Perspectives de trading (1–3 semaines)
- Producteurs (UE & mer Noire) : Mettre à profit le récent redressement et la hausse de la courbe à terme du SFE pour échelonner des ventes additionnelles sur les rebonds, en particulier pour les livraisons 2026/27, tout en conservant une part d’exposition à la hausse au cas où les conditions de sécheresse s’intensifieraient.
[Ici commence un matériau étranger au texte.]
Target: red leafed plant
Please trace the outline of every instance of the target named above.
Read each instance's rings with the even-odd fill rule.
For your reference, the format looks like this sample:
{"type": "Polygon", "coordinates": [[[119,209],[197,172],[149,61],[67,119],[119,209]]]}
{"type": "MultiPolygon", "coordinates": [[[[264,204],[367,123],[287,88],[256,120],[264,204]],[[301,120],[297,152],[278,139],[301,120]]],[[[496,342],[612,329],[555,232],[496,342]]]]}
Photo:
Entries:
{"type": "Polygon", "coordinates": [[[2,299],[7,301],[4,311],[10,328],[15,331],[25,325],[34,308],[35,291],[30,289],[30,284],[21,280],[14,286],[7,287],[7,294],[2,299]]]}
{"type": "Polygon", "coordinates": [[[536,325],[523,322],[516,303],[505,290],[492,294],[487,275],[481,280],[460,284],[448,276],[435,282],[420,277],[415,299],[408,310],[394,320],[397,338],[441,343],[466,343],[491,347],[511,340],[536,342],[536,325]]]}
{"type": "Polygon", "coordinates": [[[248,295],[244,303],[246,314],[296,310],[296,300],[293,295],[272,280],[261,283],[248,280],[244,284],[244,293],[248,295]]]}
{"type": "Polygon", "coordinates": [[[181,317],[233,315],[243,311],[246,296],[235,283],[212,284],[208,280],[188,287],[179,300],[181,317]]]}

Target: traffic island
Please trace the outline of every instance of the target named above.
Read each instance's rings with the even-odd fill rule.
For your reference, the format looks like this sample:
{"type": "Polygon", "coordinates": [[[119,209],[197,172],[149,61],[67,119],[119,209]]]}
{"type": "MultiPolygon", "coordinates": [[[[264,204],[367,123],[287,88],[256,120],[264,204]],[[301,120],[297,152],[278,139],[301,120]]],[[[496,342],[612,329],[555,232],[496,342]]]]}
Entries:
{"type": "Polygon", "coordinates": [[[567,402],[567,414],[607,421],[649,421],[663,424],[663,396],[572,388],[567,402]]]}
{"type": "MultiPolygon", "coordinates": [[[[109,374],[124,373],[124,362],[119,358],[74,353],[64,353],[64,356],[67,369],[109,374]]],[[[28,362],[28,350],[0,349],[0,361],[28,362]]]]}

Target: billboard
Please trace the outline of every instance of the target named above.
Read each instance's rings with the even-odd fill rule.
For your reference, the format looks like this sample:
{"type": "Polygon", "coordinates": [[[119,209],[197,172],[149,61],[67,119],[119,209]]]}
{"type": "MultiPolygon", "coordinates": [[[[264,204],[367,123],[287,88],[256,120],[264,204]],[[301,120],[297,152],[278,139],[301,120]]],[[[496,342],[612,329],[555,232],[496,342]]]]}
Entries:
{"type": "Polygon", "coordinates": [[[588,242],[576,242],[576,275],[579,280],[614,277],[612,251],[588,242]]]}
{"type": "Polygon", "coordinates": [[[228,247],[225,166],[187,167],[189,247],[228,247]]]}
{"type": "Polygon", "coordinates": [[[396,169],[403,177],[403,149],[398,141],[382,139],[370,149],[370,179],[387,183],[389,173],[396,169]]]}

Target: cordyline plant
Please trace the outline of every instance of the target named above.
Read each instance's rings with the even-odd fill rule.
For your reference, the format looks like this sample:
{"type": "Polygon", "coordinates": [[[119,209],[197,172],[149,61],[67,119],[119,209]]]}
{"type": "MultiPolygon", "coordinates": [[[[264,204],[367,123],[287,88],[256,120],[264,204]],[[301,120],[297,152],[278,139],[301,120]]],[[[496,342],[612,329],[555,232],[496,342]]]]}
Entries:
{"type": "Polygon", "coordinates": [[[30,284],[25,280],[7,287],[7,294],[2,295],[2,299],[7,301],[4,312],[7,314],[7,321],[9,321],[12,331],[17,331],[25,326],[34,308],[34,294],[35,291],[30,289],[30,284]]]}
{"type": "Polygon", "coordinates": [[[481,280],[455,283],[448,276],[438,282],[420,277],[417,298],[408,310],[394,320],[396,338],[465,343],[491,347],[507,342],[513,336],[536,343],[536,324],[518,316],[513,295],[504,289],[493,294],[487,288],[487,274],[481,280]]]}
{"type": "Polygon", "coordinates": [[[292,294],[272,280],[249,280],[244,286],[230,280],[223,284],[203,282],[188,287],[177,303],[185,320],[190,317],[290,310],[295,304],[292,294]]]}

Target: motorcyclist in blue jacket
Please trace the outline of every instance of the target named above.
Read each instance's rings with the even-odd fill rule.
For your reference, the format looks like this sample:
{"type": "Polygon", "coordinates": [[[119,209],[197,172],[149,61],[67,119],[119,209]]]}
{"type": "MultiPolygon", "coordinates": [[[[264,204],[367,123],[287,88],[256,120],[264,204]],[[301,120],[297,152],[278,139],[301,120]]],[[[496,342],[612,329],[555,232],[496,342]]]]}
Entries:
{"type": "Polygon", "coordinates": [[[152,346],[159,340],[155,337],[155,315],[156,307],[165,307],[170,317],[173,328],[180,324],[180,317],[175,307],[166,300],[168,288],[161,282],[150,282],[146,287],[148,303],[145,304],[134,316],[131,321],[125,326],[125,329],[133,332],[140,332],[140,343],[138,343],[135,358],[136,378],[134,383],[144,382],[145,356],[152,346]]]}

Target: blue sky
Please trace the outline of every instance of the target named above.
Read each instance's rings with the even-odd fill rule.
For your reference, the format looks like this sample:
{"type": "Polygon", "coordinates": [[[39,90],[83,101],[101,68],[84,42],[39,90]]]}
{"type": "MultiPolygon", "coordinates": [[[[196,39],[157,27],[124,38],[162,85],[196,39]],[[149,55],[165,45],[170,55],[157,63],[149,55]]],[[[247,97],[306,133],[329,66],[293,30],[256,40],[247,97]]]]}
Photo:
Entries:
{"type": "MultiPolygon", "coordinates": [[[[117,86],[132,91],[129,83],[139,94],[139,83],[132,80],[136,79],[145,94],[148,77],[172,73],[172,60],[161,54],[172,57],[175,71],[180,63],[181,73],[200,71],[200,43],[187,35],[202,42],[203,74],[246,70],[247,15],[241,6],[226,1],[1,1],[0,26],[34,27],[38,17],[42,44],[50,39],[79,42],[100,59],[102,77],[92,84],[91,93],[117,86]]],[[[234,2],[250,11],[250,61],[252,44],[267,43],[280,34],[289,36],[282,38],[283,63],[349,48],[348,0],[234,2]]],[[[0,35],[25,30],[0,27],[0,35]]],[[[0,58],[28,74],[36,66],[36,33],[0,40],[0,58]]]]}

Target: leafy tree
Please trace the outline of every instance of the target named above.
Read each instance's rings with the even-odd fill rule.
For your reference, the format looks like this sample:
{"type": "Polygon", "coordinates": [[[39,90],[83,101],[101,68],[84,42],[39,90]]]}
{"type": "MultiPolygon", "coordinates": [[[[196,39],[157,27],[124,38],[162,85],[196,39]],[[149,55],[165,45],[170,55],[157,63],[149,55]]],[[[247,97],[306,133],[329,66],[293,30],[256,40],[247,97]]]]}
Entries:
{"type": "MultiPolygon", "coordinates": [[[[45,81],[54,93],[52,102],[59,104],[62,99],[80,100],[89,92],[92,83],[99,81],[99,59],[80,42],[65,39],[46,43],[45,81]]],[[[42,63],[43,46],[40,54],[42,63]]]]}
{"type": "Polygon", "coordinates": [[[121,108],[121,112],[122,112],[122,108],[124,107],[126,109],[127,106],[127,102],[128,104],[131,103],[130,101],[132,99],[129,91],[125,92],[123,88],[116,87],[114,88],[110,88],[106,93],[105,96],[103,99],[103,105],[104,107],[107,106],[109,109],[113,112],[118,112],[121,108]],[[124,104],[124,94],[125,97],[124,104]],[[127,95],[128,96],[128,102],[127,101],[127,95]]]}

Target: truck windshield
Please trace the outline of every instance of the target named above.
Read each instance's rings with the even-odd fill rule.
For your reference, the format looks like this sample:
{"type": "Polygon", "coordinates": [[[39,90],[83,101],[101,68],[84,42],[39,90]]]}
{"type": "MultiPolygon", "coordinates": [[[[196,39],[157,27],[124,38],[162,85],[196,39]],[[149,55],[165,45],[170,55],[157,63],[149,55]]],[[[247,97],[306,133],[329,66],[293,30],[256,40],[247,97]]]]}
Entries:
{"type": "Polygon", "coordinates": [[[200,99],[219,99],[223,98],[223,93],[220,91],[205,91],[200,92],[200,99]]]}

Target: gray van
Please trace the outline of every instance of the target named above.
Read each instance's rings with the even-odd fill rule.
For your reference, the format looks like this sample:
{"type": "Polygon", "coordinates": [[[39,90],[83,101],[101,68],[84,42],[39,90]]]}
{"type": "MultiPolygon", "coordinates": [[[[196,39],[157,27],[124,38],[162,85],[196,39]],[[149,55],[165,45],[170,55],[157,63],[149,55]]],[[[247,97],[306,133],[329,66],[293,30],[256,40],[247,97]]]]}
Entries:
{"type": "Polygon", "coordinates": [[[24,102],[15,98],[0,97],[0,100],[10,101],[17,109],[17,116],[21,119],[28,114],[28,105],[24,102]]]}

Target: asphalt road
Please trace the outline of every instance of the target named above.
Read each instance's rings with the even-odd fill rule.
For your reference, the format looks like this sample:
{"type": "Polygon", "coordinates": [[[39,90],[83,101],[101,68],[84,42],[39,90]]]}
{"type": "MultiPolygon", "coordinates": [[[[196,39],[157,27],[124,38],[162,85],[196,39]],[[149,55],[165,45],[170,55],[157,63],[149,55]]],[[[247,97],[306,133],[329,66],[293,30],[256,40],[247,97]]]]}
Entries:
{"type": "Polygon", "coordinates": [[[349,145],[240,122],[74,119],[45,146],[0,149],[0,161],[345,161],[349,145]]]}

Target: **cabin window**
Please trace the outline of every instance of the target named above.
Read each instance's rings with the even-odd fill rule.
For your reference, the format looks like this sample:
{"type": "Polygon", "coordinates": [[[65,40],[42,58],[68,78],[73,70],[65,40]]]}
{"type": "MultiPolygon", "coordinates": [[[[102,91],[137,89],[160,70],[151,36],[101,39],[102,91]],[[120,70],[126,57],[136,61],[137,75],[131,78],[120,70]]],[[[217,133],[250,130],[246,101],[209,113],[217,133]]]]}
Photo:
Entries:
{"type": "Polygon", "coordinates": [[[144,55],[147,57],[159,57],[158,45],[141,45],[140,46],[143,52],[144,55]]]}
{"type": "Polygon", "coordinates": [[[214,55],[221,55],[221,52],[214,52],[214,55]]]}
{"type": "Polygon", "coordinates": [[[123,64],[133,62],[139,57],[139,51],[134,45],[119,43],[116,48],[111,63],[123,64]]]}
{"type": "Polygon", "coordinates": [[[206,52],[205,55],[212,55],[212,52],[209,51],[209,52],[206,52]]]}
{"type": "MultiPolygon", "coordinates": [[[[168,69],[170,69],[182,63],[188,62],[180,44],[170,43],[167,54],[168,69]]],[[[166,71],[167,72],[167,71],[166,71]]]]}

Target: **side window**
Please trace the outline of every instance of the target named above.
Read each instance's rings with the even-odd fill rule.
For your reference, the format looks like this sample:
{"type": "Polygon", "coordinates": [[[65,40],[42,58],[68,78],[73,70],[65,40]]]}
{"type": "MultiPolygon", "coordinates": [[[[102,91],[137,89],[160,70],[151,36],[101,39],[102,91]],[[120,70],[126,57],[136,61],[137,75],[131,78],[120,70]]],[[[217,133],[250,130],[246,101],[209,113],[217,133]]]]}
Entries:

- Acheteurs d’aliments (UE) : La couverture de proximité devrait être d’au moins 60–70 % jusqu’au début du T4 ; envisager de l’étendre de 10–20 % supplémentaires en cas de replis vers 190 EUR/t départ ferme dans les régions clés, les conditions logistiques en mer Noire et la météo restant des facteurs de risque haussier.
- Importateurs (MENA, Asie) : Diversifier le panier d’origines entre UE, mer Noire et Australie pour équilibrer compétitivité prix et risque logistique ; utiliser les niveaux actuels FOB mer Noire proches de 175–185 EUR/t équivalent comme référence de travail pour les appels d’offres proches.
- Spéculateurs : La structure légèrement haussière du SFE et le flux de nouvelles météo plus tendu plaident pour un biais modérément acheteur, mais les faibles volumes sur certaines échéances différées imposent une gestion du risque stricte et des stops serrés.
Vision directionnelle sur 3 jours
- Marchés intérieurs UE (Allemagne, France, Espagne) : Stable à légèrement haussier ; les titres sur la sécheresse et la fermeté de la demande fourragère devraient maintenir les prix à ou juste au‑dessus de 200 EUR/t.
- FOB mer Noire : Biais légèrement haussier en raison de l’incertitude logistique en Ukraine, même si l’offre russe limite les fortes envolées.
- Orge fourragère SFE : Probablement en range autour des niveaux actuels de règlement, la courbe à terme demeurant légèrement pentue à la hausse sauf choc météo ou macroéconomique.